Emma’s story

Emma was a determined young lady who loved dancing, clothes, Sheffield Wednesday and much more. She was diagnosed with a brain tumour in 2004 and received Hospice at Home support from Bluebell Wood before she passed away at the age of 13.

Her parents, Jane and Steve, have since fundraised thousands for Bluebell Wood in Emma’s memory and Jane became a Care Team Support Worker at the hospice in 2010.

“Bluebell Wood made a huge difference to us at the hardest of times. Volunteering, working and fundraising for Bluebell Wood is just our way of giving something back for the amazing support we received,” said Jane.

In the later stages of her illness, Emma went blind and was unable to walk. “She was always smiling; so determined and brave. She loved school and carried on going throughout,” said Jane.

The family, including Emma’s younger sibling Katie, first heard about Bluebell Wood two years into her illness through Emma’s consultant. She had long procedures at hospital – 15 in total – and remained her upbeat, caring self through all of this.

Bluebell Wood’s Care Team members cared for Emma at home, providing emma1overnight support once a week at first. When Emma’s condition progressed, nurses provided 40 hours of support a week.
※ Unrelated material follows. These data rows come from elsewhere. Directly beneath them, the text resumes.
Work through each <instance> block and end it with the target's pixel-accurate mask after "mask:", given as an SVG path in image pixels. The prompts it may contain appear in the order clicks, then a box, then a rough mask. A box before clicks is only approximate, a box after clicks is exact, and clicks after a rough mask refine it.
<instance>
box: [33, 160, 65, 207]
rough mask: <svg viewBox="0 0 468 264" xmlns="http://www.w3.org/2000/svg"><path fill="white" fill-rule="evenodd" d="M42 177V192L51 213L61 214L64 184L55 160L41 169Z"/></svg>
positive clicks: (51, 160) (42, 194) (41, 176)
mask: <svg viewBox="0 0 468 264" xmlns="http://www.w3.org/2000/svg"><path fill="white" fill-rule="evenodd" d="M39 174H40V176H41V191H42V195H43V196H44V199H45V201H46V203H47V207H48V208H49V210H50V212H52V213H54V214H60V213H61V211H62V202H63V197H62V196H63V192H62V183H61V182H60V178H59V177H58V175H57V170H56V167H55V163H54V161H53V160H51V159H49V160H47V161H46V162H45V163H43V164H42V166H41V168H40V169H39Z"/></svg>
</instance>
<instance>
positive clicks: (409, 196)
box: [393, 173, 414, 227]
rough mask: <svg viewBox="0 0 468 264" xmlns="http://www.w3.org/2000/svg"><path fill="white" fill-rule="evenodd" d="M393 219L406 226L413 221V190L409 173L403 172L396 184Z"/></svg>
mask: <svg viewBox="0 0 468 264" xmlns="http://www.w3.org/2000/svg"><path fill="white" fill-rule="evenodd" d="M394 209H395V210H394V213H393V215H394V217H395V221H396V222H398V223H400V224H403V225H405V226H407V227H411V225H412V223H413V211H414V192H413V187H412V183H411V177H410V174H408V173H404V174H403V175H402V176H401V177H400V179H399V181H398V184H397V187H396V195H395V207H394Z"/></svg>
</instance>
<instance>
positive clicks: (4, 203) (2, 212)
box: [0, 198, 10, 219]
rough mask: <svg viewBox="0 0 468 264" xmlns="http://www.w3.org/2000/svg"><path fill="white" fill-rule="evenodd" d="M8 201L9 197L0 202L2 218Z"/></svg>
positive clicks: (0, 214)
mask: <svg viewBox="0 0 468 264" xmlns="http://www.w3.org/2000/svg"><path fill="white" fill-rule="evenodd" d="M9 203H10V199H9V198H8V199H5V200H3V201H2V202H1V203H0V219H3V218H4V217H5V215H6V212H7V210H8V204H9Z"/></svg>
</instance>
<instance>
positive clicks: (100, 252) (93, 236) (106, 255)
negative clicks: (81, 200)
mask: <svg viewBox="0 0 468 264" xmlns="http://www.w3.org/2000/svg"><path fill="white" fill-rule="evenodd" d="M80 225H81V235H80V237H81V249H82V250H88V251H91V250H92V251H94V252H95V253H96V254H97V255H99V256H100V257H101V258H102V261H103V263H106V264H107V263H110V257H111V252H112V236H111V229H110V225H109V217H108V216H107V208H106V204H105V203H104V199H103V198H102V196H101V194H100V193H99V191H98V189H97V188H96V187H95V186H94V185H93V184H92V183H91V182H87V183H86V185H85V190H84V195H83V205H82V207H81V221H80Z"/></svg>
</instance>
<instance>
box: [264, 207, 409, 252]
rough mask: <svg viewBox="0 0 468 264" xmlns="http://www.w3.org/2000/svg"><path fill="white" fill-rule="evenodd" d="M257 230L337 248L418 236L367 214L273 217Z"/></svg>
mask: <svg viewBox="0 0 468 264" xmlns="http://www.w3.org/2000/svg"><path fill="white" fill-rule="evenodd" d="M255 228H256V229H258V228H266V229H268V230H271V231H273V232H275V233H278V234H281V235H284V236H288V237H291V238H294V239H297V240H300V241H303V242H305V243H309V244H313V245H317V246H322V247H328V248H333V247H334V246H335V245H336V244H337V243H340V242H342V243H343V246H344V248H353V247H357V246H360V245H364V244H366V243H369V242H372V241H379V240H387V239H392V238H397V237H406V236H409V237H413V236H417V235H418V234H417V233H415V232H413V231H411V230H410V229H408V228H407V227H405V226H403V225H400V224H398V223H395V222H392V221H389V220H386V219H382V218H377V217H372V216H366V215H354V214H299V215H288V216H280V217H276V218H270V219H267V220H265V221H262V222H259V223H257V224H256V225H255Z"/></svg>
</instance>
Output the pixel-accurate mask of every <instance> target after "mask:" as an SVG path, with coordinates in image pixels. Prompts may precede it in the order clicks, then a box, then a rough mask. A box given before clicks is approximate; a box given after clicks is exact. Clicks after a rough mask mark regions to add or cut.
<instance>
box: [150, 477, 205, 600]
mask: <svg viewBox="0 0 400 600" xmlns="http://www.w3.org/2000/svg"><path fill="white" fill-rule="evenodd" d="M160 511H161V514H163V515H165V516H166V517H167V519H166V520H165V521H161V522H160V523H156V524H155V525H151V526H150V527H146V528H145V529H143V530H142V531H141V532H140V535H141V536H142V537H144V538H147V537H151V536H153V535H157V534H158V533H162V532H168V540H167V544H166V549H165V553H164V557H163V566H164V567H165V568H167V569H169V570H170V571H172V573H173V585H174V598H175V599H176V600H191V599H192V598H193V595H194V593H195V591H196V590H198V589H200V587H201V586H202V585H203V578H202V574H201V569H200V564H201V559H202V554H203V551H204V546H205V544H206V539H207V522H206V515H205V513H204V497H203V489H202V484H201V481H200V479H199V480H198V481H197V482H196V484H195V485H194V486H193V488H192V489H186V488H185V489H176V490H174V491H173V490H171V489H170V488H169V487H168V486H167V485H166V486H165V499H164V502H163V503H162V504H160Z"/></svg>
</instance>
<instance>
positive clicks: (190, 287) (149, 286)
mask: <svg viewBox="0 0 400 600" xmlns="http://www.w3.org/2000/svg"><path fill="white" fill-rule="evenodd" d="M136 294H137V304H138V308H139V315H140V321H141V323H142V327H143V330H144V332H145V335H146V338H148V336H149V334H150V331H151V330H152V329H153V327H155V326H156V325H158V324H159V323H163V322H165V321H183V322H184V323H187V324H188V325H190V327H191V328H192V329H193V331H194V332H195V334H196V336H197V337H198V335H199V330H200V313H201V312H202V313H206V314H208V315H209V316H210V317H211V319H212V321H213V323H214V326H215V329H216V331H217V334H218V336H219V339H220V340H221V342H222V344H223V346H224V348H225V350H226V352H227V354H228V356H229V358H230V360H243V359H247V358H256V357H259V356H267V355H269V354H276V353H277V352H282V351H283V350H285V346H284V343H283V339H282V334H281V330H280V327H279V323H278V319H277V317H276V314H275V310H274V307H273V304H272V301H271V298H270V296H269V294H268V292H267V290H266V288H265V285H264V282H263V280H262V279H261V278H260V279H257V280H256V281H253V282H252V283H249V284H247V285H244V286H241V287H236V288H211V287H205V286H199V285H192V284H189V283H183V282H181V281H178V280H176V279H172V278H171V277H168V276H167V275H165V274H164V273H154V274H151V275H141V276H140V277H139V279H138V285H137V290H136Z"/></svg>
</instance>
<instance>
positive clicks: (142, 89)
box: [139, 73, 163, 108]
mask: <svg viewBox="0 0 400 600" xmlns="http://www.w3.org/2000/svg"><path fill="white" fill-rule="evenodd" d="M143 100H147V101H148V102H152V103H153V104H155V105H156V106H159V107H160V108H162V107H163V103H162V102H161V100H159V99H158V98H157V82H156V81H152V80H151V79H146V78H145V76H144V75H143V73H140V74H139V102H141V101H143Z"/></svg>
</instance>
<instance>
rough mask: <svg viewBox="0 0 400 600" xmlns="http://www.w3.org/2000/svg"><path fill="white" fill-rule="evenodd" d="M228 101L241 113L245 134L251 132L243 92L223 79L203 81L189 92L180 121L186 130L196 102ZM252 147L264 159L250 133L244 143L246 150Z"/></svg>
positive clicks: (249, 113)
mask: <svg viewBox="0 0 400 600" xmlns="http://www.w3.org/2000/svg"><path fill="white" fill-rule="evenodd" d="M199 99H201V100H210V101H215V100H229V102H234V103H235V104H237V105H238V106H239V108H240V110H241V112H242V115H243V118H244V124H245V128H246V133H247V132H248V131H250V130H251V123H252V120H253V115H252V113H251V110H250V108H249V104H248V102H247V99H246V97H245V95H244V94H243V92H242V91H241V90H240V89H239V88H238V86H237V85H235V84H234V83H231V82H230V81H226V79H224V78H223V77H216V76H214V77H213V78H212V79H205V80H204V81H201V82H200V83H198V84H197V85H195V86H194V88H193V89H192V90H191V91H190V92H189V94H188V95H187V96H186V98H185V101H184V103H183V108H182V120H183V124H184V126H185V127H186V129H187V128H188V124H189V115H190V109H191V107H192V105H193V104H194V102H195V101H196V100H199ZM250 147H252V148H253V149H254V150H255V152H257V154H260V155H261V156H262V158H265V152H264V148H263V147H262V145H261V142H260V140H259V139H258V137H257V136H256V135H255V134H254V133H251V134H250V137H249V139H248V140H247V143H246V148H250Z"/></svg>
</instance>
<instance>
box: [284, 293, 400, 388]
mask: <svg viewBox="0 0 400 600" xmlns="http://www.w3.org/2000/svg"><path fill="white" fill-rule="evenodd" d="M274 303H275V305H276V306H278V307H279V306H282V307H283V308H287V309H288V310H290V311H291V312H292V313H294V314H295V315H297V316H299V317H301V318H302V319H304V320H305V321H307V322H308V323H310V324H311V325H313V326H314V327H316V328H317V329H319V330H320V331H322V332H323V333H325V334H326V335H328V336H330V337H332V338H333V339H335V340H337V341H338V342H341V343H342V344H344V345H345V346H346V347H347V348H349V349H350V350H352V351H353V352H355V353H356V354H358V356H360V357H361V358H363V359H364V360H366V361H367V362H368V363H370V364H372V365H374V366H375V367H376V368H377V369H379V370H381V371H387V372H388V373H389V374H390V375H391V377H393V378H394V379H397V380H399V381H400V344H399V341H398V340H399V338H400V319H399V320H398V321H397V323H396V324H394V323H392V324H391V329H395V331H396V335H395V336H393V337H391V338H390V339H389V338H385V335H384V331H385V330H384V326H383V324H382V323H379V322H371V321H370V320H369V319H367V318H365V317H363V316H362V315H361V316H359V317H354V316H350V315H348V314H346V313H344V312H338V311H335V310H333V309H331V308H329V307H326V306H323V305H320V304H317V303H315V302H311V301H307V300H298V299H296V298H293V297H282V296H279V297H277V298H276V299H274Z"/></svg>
“Having the Bluebell Wood nurses at home was invaluable. It was comforting to Emma, and us, because they got to know her so well in her own home; she recognised their voices when she had lost her sight and that was really important.

“They could also explain what was happening throughout, which helped us a lot,” said Steve.
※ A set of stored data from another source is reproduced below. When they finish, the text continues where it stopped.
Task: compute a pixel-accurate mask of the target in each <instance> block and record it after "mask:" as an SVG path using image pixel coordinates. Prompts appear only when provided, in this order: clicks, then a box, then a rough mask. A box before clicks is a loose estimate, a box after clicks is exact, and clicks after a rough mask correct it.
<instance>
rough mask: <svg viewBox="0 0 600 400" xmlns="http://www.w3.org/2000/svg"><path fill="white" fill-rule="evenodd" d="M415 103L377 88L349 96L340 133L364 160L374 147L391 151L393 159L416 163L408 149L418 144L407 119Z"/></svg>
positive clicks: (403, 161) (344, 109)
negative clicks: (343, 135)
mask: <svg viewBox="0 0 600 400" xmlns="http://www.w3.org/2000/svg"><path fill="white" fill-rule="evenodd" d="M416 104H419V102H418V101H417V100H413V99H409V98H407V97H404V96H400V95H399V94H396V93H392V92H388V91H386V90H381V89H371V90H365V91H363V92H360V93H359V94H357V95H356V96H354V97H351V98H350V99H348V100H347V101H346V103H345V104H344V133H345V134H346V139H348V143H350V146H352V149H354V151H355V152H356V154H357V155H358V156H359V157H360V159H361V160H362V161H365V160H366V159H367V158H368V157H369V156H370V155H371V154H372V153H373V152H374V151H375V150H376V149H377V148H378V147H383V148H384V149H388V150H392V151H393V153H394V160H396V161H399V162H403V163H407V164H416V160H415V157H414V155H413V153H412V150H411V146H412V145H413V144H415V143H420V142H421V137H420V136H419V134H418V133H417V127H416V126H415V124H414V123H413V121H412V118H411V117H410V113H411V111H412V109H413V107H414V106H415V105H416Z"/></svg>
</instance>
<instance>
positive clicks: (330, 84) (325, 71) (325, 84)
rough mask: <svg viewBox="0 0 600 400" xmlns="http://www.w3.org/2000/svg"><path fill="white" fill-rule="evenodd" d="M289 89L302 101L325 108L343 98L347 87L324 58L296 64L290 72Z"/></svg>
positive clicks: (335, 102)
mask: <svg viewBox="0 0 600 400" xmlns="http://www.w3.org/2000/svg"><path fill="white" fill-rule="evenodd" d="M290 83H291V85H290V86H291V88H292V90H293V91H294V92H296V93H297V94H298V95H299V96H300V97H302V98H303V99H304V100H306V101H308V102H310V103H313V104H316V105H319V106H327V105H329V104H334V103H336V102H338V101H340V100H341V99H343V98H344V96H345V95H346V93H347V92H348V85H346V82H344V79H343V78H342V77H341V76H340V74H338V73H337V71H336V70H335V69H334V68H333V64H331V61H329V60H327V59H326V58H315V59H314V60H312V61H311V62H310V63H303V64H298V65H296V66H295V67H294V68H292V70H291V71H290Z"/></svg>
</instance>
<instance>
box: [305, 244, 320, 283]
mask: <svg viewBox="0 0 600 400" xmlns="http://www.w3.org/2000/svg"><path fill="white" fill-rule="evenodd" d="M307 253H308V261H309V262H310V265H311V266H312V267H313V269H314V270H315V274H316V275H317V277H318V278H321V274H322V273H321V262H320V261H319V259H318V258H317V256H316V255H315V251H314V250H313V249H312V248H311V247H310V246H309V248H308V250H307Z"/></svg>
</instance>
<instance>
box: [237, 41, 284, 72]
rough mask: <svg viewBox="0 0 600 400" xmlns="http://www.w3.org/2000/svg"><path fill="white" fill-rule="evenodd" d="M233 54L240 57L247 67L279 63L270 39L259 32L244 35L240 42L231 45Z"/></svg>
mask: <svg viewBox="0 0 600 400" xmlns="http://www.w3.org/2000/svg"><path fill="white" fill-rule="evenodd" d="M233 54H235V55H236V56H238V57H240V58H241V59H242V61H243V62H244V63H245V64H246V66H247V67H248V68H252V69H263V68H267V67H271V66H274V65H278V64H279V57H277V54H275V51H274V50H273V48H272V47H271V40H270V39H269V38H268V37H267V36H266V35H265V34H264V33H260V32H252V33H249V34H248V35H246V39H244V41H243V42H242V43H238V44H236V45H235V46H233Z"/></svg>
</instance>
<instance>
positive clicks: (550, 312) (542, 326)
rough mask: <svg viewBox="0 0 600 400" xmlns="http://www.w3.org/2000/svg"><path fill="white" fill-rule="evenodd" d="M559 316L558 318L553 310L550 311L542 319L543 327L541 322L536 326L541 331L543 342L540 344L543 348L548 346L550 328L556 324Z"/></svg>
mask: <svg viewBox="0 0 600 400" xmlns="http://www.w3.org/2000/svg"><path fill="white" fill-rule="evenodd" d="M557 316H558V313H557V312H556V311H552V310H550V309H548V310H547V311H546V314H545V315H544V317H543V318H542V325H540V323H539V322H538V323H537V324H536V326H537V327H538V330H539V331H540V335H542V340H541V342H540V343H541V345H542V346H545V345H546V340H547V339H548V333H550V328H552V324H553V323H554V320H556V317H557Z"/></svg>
Emma passed away at home, after a short time away near the coast. Bluebell Wood nurses were there and this made a huge difference to the family. Emma then stayed in Bluebell Wood’s Forget Me Not end of life suite, providing space and time for Emma’s beloved friends and family to say their goodbyes. The family were the first to use the suite.
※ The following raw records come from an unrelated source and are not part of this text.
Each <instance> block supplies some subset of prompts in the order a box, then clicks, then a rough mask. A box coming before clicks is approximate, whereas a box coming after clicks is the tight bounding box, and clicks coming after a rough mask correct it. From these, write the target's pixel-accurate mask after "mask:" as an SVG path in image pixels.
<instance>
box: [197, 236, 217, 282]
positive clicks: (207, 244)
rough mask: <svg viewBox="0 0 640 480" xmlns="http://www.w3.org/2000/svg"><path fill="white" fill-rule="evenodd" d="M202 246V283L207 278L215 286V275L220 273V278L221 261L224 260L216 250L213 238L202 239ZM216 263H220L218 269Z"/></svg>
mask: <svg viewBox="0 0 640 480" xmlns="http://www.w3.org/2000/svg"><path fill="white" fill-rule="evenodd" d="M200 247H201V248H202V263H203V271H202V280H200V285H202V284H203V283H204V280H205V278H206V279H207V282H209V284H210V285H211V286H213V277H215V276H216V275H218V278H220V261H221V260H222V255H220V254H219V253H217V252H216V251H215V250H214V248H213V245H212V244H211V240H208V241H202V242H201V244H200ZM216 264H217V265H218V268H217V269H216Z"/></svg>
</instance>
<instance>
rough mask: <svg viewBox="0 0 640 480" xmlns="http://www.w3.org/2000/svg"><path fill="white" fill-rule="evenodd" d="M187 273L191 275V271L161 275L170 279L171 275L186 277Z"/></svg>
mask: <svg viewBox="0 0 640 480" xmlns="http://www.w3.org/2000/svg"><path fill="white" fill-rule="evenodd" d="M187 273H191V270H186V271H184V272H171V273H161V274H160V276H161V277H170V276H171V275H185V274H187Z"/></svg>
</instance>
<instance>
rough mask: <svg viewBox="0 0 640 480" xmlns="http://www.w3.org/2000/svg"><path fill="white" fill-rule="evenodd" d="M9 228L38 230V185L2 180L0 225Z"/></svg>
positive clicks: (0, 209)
Jane said: “She had all the teddies and photos from her room around her, and her favourite yellow bedding. She loved Westlife, so we played that in the room constantly. Emma looked like she wasn’t poorly any more, all the pain had gone.”

Bluebell Wood helped with Emma’s funeral service. Katie also received sibling support, with Care Team members taking her out for days so she could be herself and start to make sense of what had happened.

“Even though it was a sad time for us, we had happy memories of Emma being at Bluebell Wood. It was the worst time of our lives but it could have been a lot worse without Bluebell Wood,” said Steve.

The family has since kept in touch with us. Steve volunteers at the hospice, Jane works in the Care Team and Katie is progressing a career in support work after volunteering time at Bluebell Wood. They also organise numerous fundraising events.

“Emma wasn’t fazed by anything and she was so well supported by the Bluebell Wood team. She won a ‘super kid’ award for her bravery and we’re very proud,” said Jane.